In many ways, the benefit addressed some of the deeply rooted needs of communities of color. These new Trump policies strip it away.
White Christian supremacists oppose the benefit because they falsely equate certain kinds of birth control with abortion and sexual promiscuity, leading them to oppose certain kinds of contraception coverage included in the Affordable Care Act by the Obama administration. In addition, the white Christian right has opposed efforts to increase access to contraception because its members see such programs as being designed to give a free subsidy to undeserving women of color—while the benefit is available to all women, it was designed by the Obama administration to help women “at risk” of having an unintended pregnancy, and many of these women are women of color.
In issuing his new rules, President Trump invoked the specter of “religious freedom” to promote and protect conservative Christian views and whiteness. But this strategy is far from new: It was used by white Christian supremacists in the ’70s and ’80s in efforts to protect the last remaining segregation academies—private, white-only schools that were created in response to the U.S. Supreme Court’s Brown v. Board of Education decision. In recent years, white Christian supremacists have resurrected religious liberty claims in response to the Affordable Care Act’s birth control benefit, as well as the 2015 Obergefell v. Hodges decision, which recognized a constitutional right to marry for same-sex couples.
And this rhetoric goes beyond the courts: Dozens of “religious freedom” bills have been proposed in Congress and in state legislatures. For instance, in 2015, Rep. Raúl Labrador (R-ID), one of the founders of the ultra-conservative GOP group the Freedom Caucus, sponsored a religious freedom bill called the First Amendment Defense Act (FADA), which would have permitted religious objectors to deny jobs, health care, and other benefits or services to those who have had sex outside marriage or those in same-sex marriages. If passed, FADA would have harmed those in the LGBTQ community. In addition, as documented in the report titled Unmarried and Unprotected: How Religious Liberty Bills Harm Pregnant People, Families, and Communities of Color, the law would have allowed religious objectors to discriminate against a large number of women of color who, for cultural, economic, and social reasons are more likely to become pregnant and raise families while unmarried.
This type of legislation attempts to take America back to the social norms and values of the ’50s, when “good” and “moral” Americans were considered to be those who were white and married to someone of the opposite sex, Black people were confined to the back of the bus and considered sexual deviants, and those in the LGBTQ community had to stay closeted.
The ’50s is the era that Trump and his supporters refer to when they say “make America great again.”

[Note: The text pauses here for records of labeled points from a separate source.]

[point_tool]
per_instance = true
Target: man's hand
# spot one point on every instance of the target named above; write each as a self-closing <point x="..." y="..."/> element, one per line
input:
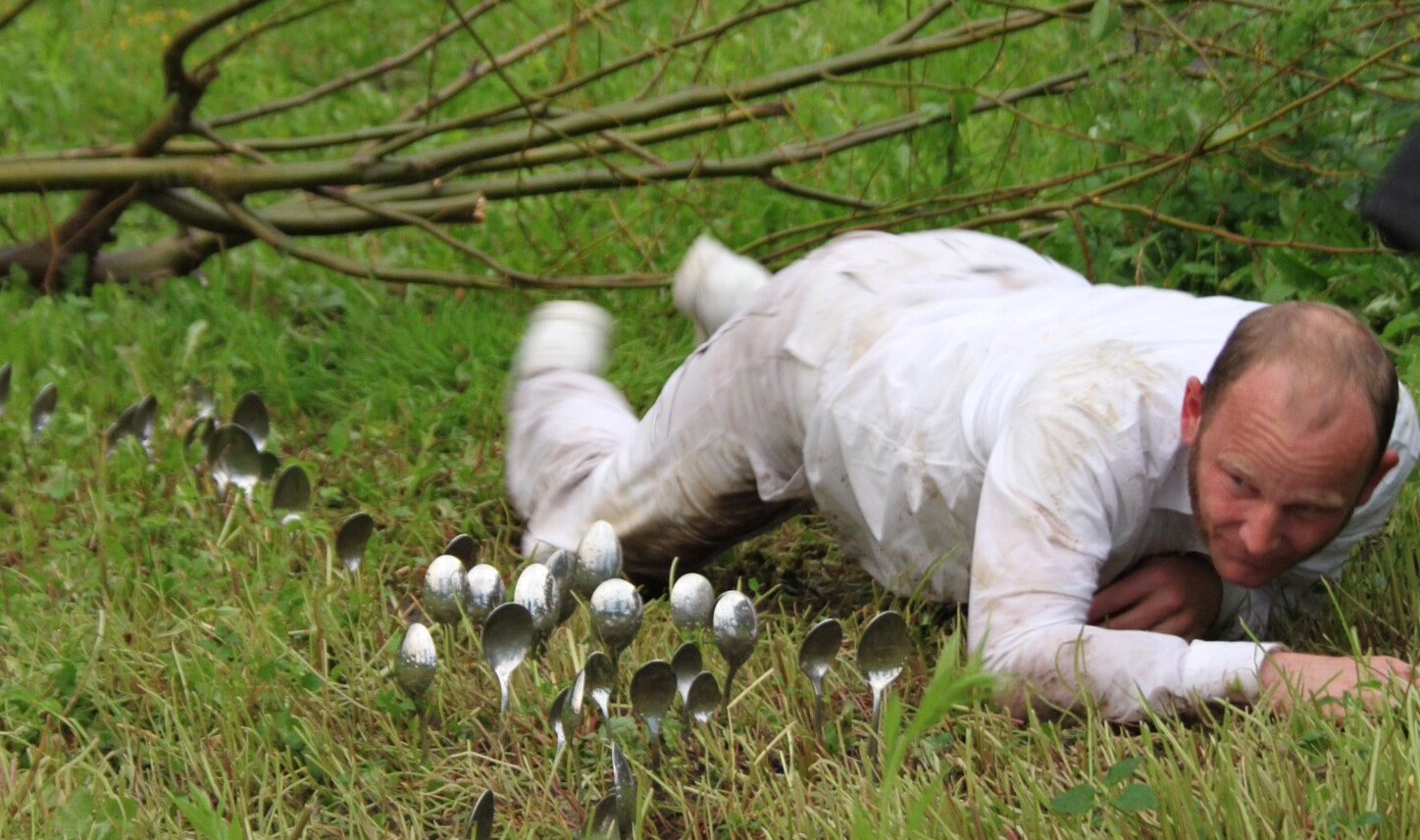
<point x="1166" y="593"/>
<point x="1289" y="677"/>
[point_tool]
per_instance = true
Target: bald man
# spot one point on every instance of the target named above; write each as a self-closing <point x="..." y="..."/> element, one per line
<point x="1121" y="482"/>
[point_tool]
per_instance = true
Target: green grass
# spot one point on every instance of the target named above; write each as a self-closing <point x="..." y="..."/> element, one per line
<point x="158" y="680"/>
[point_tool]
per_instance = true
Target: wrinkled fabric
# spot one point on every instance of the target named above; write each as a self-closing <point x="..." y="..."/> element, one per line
<point x="976" y="421"/>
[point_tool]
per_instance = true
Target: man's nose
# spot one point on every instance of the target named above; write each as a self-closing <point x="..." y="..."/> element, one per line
<point x="1258" y="531"/>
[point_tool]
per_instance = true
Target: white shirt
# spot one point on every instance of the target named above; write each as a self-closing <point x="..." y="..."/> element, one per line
<point x="976" y="421"/>
<point x="1020" y="452"/>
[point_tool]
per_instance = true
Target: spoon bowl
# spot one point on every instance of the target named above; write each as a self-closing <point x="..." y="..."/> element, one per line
<point x="293" y="494"/>
<point x="507" y="636"/>
<point x="238" y="465"/>
<point x="703" y="698"/>
<point x="686" y="663"/>
<point x="691" y="602"/>
<point x="882" y="653"/>
<point x="537" y="590"/>
<point x="598" y="558"/>
<point x="617" y="615"/>
<point x="416" y="662"/>
<point x="735" y="630"/>
<point x="817" y="656"/>
<point x="482" y="593"/>
<point x="352" y="538"/>
<point x="443" y="589"/>
<point x="652" y="688"/>
<point x="252" y="415"/>
<point x="563" y="565"/>
<point x="481" y="820"/>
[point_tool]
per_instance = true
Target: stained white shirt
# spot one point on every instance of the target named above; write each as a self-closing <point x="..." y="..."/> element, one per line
<point x="977" y="423"/>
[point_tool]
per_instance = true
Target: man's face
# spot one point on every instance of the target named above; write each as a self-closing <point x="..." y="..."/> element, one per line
<point x="1271" y="477"/>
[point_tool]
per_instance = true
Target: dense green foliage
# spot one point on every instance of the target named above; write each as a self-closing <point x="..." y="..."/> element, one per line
<point x="168" y="668"/>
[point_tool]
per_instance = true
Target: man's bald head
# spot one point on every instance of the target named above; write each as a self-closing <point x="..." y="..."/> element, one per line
<point x="1330" y="354"/>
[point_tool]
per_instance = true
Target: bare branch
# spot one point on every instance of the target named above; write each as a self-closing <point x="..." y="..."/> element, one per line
<point x="1152" y="215"/>
<point x="519" y="53"/>
<point x="237" y="180"/>
<point x="354" y="78"/>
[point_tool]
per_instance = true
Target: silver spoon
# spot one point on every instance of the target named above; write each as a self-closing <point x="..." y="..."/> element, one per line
<point x="143" y="421"/>
<point x="238" y="463"/>
<point x="121" y="428"/>
<point x="691" y="602"/>
<point x="252" y="415"/>
<point x="200" y="395"/>
<point x="291" y="494"/>
<point x="482" y="593"/>
<point x="598" y="558"/>
<point x="686" y="663"/>
<point x="703" y="698"/>
<point x="652" y="688"/>
<point x="563" y="565"/>
<point x="815" y="657"/>
<point x="199" y="431"/>
<point x="625" y="785"/>
<point x="415" y="668"/>
<point x="537" y="590"/>
<point x="507" y="636"/>
<point x="567" y="713"/>
<point x="481" y="821"/>
<point x="617" y="615"/>
<point x="351" y="539"/>
<point x="555" y="716"/>
<point x="882" y="652"/>
<point x="735" y="630"/>
<point x="602" y="823"/>
<point x="443" y="589"/>
<point x="465" y="548"/>
<point x="270" y="466"/>
<point x="599" y="674"/>
<point x="416" y="662"/>
<point x="43" y="411"/>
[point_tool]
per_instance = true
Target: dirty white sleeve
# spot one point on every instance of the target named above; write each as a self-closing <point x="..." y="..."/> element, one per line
<point x="1055" y="488"/>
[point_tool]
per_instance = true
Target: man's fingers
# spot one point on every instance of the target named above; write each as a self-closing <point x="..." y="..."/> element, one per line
<point x="1178" y="624"/>
<point x="1144" y="615"/>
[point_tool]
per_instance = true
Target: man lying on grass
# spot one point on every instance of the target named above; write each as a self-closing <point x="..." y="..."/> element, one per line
<point x="1122" y="482"/>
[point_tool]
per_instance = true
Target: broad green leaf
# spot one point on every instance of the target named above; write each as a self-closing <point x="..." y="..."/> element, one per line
<point x="1137" y="798"/>
<point x="1077" y="801"/>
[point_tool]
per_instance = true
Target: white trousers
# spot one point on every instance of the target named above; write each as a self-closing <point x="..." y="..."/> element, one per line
<point x="722" y="454"/>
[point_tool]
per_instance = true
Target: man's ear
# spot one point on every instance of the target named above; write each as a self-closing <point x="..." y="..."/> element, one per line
<point x="1388" y="463"/>
<point x="1192" y="416"/>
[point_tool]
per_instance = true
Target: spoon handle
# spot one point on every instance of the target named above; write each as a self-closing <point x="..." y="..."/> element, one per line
<point x="877" y="734"/>
<point x="729" y="681"/>
<point x="653" y="745"/>
<point x="818" y="716"/>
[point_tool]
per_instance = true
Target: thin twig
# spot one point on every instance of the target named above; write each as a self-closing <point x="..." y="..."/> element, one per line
<point x="351" y="78"/>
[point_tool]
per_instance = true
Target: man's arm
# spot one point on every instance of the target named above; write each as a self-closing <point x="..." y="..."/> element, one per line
<point x="1175" y="593"/>
<point x="1067" y="481"/>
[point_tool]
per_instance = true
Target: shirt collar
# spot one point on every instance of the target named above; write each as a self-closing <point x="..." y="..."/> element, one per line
<point x="1173" y="491"/>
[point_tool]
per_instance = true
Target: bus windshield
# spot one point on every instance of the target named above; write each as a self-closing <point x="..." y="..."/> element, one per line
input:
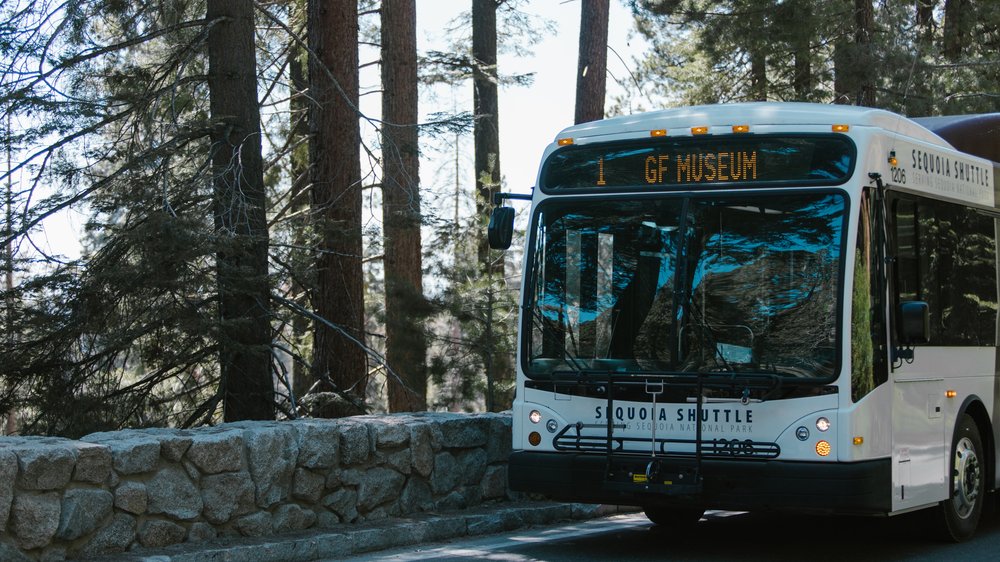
<point x="742" y="283"/>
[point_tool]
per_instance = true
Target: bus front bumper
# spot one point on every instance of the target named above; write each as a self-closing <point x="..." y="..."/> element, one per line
<point x="859" y="488"/>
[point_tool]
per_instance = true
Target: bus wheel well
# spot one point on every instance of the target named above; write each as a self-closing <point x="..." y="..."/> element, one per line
<point x="982" y="419"/>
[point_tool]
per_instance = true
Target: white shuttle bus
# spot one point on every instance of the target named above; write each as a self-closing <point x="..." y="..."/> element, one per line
<point x="775" y="306"/>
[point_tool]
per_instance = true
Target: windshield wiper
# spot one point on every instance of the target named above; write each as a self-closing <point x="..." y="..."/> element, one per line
<point x="550" y="327"/>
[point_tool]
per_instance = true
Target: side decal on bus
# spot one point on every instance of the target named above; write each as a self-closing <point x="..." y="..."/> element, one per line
<point x="964" y="178"/>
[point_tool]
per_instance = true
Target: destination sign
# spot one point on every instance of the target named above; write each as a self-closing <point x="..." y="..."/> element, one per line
<point x="669" y="163"/>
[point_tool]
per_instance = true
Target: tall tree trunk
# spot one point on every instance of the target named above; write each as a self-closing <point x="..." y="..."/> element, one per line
<point x="758" y="75"/>
<point x="864" y="16"/>
<point x="592" y="64"/>
<point x="802" y="52"/>
<point x="486" y="133"/>
<point x="406" y="346"/>
<point x="921" y="87"/>
<point x="334" y="151"/>
<point x="302" y="379"/>
<point x="240" y="221"/>
<point x="957" y="20"/>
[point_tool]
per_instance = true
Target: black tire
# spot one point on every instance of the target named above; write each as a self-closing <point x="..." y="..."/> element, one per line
<point x="960" y="513"/>
<point x="674" y="517"/>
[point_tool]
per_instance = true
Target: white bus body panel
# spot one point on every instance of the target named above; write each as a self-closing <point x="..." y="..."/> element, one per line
<point x="908" y="418"/>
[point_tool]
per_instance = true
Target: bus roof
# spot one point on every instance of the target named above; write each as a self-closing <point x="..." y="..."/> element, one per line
<point x="756" y="113"/>
<point x="978" y="135"/>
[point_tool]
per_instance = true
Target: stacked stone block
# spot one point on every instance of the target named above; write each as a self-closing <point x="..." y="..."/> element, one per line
<point x="112" y="492"/>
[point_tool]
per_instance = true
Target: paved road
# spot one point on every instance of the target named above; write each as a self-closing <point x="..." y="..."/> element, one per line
<point x="719" y="536"/>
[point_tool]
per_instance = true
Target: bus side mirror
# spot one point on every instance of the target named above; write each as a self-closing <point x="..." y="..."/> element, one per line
<point x="500" y="232"/>
<point x="914" y="323"/>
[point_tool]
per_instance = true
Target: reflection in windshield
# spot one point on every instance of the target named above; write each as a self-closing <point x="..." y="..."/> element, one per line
<point x="745" y="284"/>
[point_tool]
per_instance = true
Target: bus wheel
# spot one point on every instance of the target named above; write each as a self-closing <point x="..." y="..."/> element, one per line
<point x="673" y="517"/>
<point x="962" y="510"/>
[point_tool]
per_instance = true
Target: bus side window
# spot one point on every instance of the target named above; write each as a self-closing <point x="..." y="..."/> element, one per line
<point x="946" y="256"/>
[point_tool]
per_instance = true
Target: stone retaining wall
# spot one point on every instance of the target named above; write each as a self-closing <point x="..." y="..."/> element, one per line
<point x="110" y="492"/>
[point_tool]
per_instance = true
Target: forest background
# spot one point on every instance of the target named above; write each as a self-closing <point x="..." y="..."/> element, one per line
<point x="276" y="225"/>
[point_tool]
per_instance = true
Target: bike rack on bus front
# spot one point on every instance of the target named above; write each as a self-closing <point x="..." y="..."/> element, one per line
<point x="669" y="466"/>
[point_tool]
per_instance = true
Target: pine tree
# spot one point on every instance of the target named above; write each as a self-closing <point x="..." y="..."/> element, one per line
<point x="591" y="68"/>
<point x="406" y="347"/>
<point x="240" y="204"/>
<point x="338" y="343"/>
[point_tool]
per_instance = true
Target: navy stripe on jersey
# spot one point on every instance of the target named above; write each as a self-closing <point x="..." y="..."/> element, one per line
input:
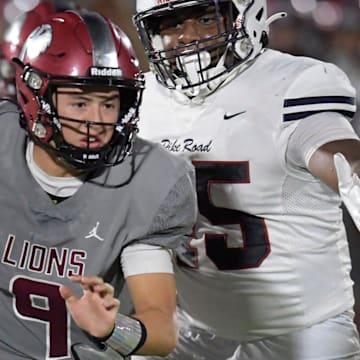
<point x="295" y="109"/>
<point x="304" y="114"/>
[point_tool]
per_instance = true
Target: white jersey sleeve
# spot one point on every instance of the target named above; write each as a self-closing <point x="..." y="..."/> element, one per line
<point x="322" y="87"/>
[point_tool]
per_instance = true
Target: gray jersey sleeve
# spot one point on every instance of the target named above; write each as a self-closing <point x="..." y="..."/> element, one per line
<point x="177" y="214"/>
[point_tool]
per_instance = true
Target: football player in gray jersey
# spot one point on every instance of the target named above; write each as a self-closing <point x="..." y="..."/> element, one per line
<point x="85" y="205"/>
<point x="268" y="267"/>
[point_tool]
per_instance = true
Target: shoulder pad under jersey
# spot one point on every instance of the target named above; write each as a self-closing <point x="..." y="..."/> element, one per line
<point x="321" y="87"/>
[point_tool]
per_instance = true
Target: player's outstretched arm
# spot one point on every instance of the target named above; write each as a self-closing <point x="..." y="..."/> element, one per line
<point x="154" y="299"/>
<point x="338" y="165"/>
<point x="95" y="311"/>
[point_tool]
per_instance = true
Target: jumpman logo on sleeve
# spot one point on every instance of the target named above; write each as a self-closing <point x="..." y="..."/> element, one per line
<point x="93" y="233"/>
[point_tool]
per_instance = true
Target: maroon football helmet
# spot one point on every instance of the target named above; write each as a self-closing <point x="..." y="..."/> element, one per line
<point x="15" y="35"/>
<point x="78" y="49"/>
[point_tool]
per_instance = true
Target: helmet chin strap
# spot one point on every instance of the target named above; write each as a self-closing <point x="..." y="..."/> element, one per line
<point x="275" y="17"/>
<point x="192" y="65"/>
<point x="196" y="74"/>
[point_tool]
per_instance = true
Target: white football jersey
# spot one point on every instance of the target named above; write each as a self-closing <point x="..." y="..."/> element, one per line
<point x="269" y="254"/>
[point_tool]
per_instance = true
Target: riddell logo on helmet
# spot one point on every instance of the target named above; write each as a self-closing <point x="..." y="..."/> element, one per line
<point x="95" y="71"/>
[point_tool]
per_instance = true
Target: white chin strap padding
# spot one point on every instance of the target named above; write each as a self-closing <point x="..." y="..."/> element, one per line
<point x="349" y="187"/>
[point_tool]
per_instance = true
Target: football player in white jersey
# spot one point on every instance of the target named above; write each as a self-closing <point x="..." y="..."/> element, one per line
<point x="275" y="154"/>
<point x="82" y="207"/>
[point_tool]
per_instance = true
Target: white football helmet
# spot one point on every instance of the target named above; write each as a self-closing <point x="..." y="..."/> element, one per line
<point x="191" y="68"/>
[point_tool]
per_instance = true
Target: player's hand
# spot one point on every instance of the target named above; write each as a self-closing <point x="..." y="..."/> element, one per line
<point x="95" y="311"/>
<point x="349" y="187"/>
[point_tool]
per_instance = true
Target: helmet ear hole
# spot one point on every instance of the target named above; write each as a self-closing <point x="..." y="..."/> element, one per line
<point x="32" y="79"/>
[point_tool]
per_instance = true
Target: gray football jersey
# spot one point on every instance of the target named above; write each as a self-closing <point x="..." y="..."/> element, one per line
<point x="149" y="198"/>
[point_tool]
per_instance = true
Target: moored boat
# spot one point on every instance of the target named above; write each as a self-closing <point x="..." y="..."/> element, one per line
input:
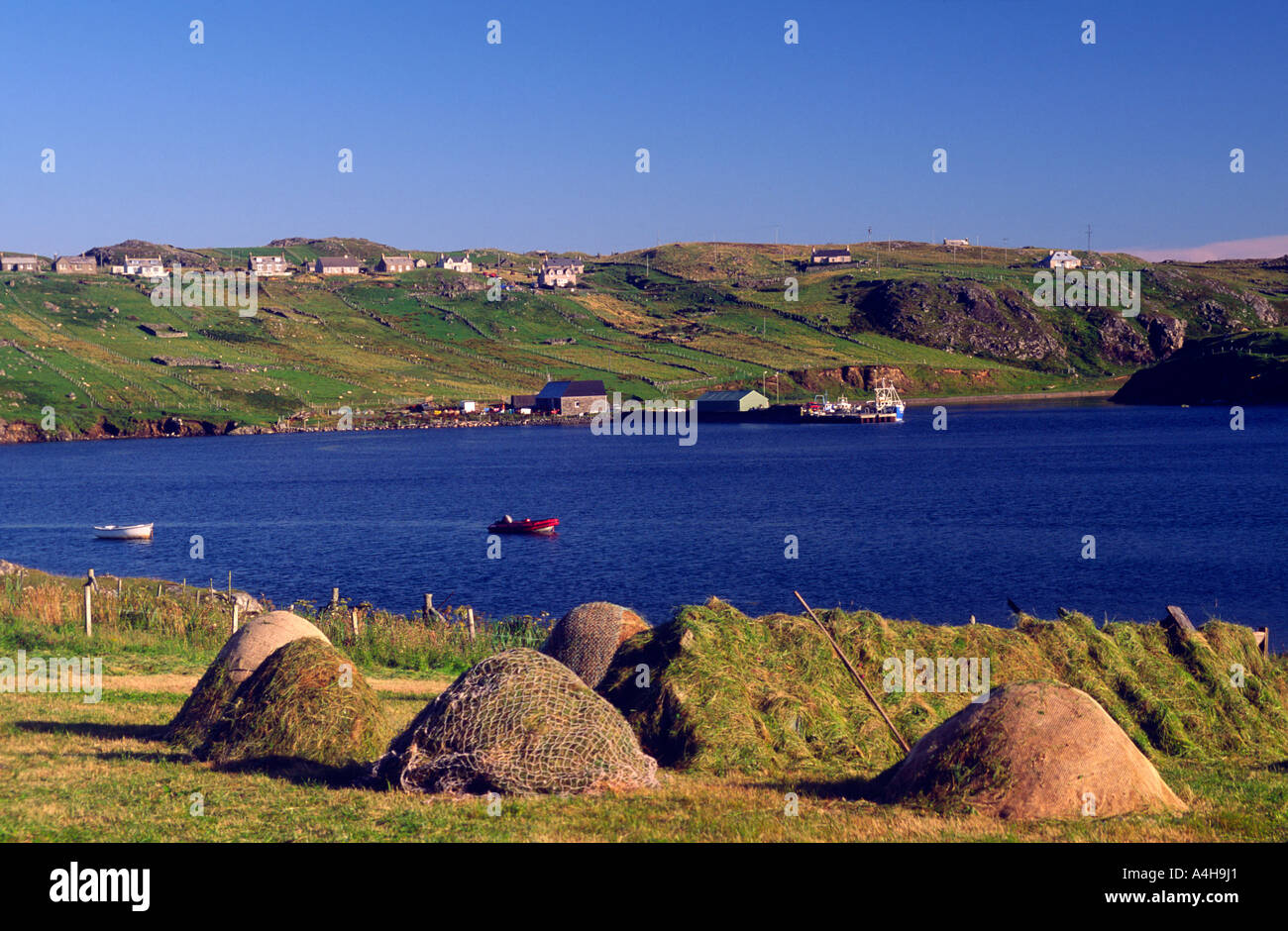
<point x="124" y="532"/>
<point x="509" y="524"/>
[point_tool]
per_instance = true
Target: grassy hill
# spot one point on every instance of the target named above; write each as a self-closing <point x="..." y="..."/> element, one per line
<point x="669" y="321"/>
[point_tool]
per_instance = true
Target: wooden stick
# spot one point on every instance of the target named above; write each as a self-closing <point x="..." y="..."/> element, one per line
<point x="857" y="676"/>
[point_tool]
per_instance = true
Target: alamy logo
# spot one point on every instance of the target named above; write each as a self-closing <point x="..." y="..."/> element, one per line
<point x="941" y="674"/>
<point x="207" y="288"/>
<point x="1089" y="288"/>
<point x="56" y="673"/>
<point x="102" y="884"/>
<point x="645" y="419"/>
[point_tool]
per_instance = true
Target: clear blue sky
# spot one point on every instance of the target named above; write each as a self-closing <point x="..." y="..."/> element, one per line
<point x="531" y="143"/>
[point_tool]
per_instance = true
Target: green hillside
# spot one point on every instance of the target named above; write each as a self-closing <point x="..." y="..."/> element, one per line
<point x="669" y="321"/>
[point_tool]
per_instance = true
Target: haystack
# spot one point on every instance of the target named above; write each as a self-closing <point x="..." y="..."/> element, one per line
<point x="587" y="639"/>
<point x="1033" y="750"/>
<point x="307" y="700"/>
<point x="239" y="659"/>
<point x="518" y="723"/>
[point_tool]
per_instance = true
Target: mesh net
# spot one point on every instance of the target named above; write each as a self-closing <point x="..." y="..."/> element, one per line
<point x="518" y="723"/>
<point x="305" y="702"/>
<point x="587" y="638"/>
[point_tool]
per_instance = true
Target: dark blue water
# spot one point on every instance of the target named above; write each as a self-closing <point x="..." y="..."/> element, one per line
<point x="902" y="519"/>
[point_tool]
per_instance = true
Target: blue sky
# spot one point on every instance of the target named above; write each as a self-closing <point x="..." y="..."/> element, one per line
<point x="531" y="143"/>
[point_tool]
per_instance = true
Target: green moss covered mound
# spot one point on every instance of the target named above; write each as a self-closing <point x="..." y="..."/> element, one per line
<point x="305" y="702"/>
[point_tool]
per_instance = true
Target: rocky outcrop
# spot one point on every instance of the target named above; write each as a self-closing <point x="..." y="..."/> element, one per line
<point x="861" y="377"/>
<point x="1249" y="368"/>
<point x="1120" y="340"/>
<point x="1164" y="334"/>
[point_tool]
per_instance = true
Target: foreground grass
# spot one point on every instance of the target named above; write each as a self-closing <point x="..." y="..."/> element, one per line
<point x="75" y="772"/>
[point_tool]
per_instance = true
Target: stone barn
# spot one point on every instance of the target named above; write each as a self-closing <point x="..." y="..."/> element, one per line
<point x="571" y="398"/>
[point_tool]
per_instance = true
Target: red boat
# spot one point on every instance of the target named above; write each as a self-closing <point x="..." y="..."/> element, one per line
<point x="509" y="524"/>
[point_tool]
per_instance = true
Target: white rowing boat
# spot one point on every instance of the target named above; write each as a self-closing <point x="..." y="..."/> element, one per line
<point x="124" y="532"/>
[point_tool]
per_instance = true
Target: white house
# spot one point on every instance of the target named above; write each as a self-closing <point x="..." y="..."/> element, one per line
<point x="336" y="264"/>
<point x="455" y="264"/>
<point x="561" y="271"/>
<point x="267" y="265"/>
<point x="150" y="266"/>
<point x="829" y="257"/>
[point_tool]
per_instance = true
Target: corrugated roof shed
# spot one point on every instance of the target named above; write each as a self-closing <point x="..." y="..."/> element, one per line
<point x="572" y="389"/>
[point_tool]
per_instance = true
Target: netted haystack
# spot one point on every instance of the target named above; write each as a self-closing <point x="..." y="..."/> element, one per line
<point x="587" y="639"/>
<point x="1033" y="750"/>
<point x="307" y="700"/>
<point x="518" y="723"/>
<point x="240" y="657"/>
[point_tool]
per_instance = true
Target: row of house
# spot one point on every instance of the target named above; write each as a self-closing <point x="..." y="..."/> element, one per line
<point x="554" y="271"/>
<point x="64" y="264"/>
<point x="561" y="271"/>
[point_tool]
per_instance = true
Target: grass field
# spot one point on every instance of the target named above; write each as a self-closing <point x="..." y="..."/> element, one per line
<point x="72" y="772"/>
<point x="101" y="772"/>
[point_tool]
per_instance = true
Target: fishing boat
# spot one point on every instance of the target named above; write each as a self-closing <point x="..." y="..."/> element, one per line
<point x="509" y="524"/>
<point x="124" y="532"/>
<point x="888" y="403"/>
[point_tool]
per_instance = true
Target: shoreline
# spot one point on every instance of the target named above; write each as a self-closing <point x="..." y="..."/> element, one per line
<point x="1010" y="398"/>
<point x="16" y="433"/>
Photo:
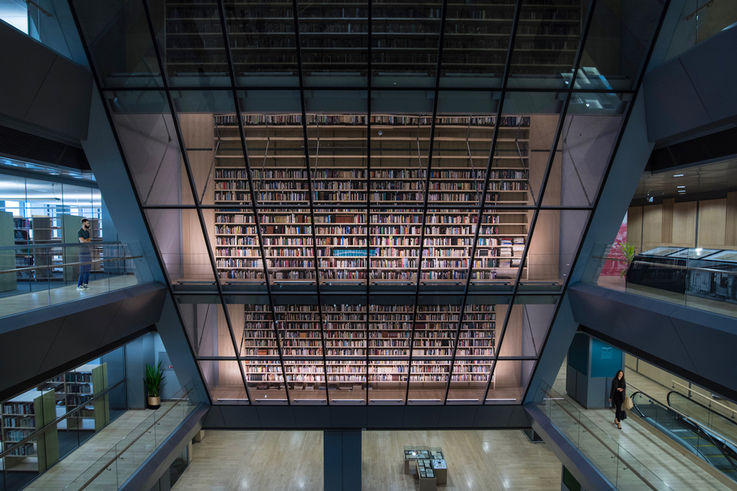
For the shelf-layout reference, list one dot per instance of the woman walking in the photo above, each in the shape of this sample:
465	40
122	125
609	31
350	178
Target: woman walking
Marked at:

These latest regulations are among a long list of policies created to preserve white Christian identity at the expense of vulnerable groups. The new rules argue that the birth control benefit is not needed because the government already has programs that provide “at-risk” women with contraceptive care and family planning services. However, the glaring contradiction here is that many of these programs are run by Planned Parenthood, which might soon be defunded by the administration and Congress. It should go without saying that white Christian supremacists have spearheaded the campaign to defund Planned Parenthood, an organization that has overwhelmingly benefited low-income women of color.
It is time to put an end to white Christian supremacy. Discrimination by any other name—even the name of God—is still discrimination.